- League: Bosnia and Herzegovina Hockey League
- Sport: Ice hockey
- Number of teams: 3
- Regular season winner: HK Ajkule Ilidža 2010
- Finals champions: HK Ajkule Ilidža 2010
- Runners-up: HK Alfa

Bosnia and Herzegovina Hockey League seasons
- ← 2010–112012–13 →

= 2011–12 Bosnia and Herzegovina Hockey League season =

The 2011–12 Bosnia and Herzegovina Hockey League is the 4th season of the Bosnia and Herzegovina Hockey League (BHHL). It started on January 9, 2012.

==League business==
Prior to the start of the 2011–12 season it was announced that HK Bosna and left the league to play in the newly formed Open Championship of Bosnia and Herzegovina, an international league with teams from Bulgaria, Greece, and the Republic of Macedonia. HK Ilidža 2010 was renamed HK Ajkule Ilidža 2010 for the season and also changed their team logo. All games will again be played in Sarajevo at the Olympic Hall Zetra, now known as Olympic Hall Juan Antonio Samaranch.

Each team will play ten games for the season before the playoff. Following on from the previous season HK Alfa and HK Stari Grad will continue to play under their nicknames of HK Medvjedi and HK Vukovi respectively.

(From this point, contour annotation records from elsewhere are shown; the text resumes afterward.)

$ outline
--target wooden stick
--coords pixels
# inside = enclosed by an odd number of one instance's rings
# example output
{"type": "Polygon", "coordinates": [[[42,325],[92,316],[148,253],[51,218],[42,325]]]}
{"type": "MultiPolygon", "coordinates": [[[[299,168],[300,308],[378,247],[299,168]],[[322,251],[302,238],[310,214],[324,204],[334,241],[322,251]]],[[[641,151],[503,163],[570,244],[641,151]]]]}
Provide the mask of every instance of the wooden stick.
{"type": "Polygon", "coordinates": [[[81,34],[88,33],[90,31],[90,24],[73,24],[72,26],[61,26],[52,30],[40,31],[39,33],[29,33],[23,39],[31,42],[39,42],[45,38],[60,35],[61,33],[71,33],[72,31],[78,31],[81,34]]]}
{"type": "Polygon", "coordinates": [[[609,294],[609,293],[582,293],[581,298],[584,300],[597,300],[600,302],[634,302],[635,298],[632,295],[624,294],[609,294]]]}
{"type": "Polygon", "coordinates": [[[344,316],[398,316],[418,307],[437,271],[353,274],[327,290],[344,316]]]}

In February 2012 heavy snowfall caused the collapse of the roof that covered the rink leading to the season being indefinitely postponed. In November 2012 the season resumed after the ice rink was re-installed. Three games were played to complete the regular season before the top two ranked teams advanced to the finals playoff.

==Regular season==
The regular season consisted of each team playing 10 games.

|  | Qualified for the playoff |

| Team | GP | W | OTW | OTL | L | GF | GA | GDF | PTS |
|---|---|---|---|---|---|---|---|---|---|
| HK Ajkule Ilidža 2010 | 10 | 3 | 4 | 0 | 3 | 28 | 22 | +6 | 17 |
| HK Alfa | 10 | 4 | 0 | 3 | 3 | 21 | 27 | –6 | 15 |
| HK Stari Grad | 10 | 4 | 0 | 1 | 5 | 22 | 22 | 0 | 13 |

===Schedule===

| Game | Date | Time | Home | Score | Away | Recap |
|---|---|---|---|---|---|---|
| 1 | 9 January | 22:30 | HK Alfa | 2 – 3 (SO) | HK Ajkule Ilidža 2010 |  |
| 2 | 11 January | 22:30 | HK Ajkule Ilidža 2010 | 2 – 6 | HK Stari Grad |  |
| 3 | 15 January | 22:30 | HK Stari Grad | 2 – 4 | HK Alfa |  |
| 4 | 16 January | 22:30 | HK Ajkule Ilidža 2010 | 4 – 5 (SO) | HK Alfa |  |
| 5 | 19 January | 22:30 | HK Stari Grad | 2 – 4 | HK Ajkule Ilidža 2010 |  |
| 6 | 22 January | 19:30 | HK Alfa | 0 – 4 | HK Stari Grad |  |
| 7 | 23 January | 22:30 | HK Alfa | 2 – 1 (SO) | HK Ajkule Ilidža 2010 |  |
| 8 | 26 January | 22:30 | HK Ajkule Ilidža 2010 | 1 – 0 | HK Stari Grad |  |
| 9 | 29 January | 22:30 | HK Stari Grad | 4 – 1 | HK Alfa |  |
| 10 | 30 January | 22:30 | HK Ajkule Ilidža 2010 | 2 – 1 | HK Alfa |  |
| 11 | 2 February | 22:30 | HK Stari Grad | 3 – 4 (SO) | HK Ajkule Ilidža 2010 |  |
| 12 | 6 March | 22:30 | HK Stari Grad | 2 – 1 | HK Alfa |  |
| 13 | 27 November | 22:30 | HK Ajkule Ilidža 2010 | 0 – 1 | HK Alfa |  |
| 14 | 29 November | 22:30 | HK Ajkule Ilidža 2010 | 3 – 2 | HK Stari Grad |  |
| 15 | 2 December | 19:30 | HK Stari Grad | 1 – 2 | HK Alfa |  |

==Playoffs==
HK Ajkule Ilidža 2010 and HK Alfa qualified for the playoffs after finishing first and second in the regular season standings respectively. HK Ajkule Ilidža 2010 won the single game final 3–2 in a shootout.